Ground has been broken. Stony Brook Children’s Hospital is rising. Fundraising for the project is moving close to its goal. For Long Island’s 400,000 children and their families, these milestones mean that their own hospital – a state-of-the-art pediatric facility where the next generation of children’s health specialists will receive training and conduct research – is well on its way.
Hundreds of businesses and private individuals have contributed nearly $20 million to the new Children’s Hospital. This total includes a $9 million matching challenge grant from an anonymous donor which was met recently when the Knapp Swezey Foundation pledged $2.7 million. About $5 million remains to be raised for the Children’s Hospital to reach its goals, according to Stony Brook University President Samuel L. Stanley Jr., MD.
Other champions of Stony Brook Children’s include Sen.
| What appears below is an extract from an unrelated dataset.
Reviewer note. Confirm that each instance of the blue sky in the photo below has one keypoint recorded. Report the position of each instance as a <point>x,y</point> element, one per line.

Kenneth P. LaValle (R-Port Jefferson) and Sen. John Flanagan (R-Northport), who helped secure more than $50 million for an expansion project that will help construct the medical and research translation (MART) building as well as the new Hospital Pavilion where the Children’s Hospital will reside. The combined $425 million project is the largest capital construction project within the State University of New York (SUNY) system in the past two decades.
Slated to open in 2016, the 100-bed Stony Brook Children’s will occupy two stories of the 10-story Hospital Pavilion. It will feature private family-centric rooms; separate pediatric inpatient areas for oncology, adolescent and intensive care; the general pediatrics unit; a pediatric procedure suite; patient playrooms and a family lounge.
“An essential mission of Stony Brook Children’s is to train the next generation of doctors and to push back the frontiers of translational medical research,” said Kenneth Kaushansky, MD, Senior Vice President for Health Sciences and Dean of the Stony Brook University School of Medicine. Additionally, the expanded facility is expected to help recruit and retain the best pediatric doctors in the country.
More than 8,000 infants, children and young adults are discharged each year from Stony Brook Children’s Hospital, which, in its existing facility, operates 106 pediatric beds and has more than 160 pediatric specialists in over 30 different specialties.
Stony Brook Children’s Hospital is the only dedicated children’s hospital located in the 100 miles between the Nassau/Queens border and Montauk, and the only children’s hospital on Long Island associated with a medical research institution.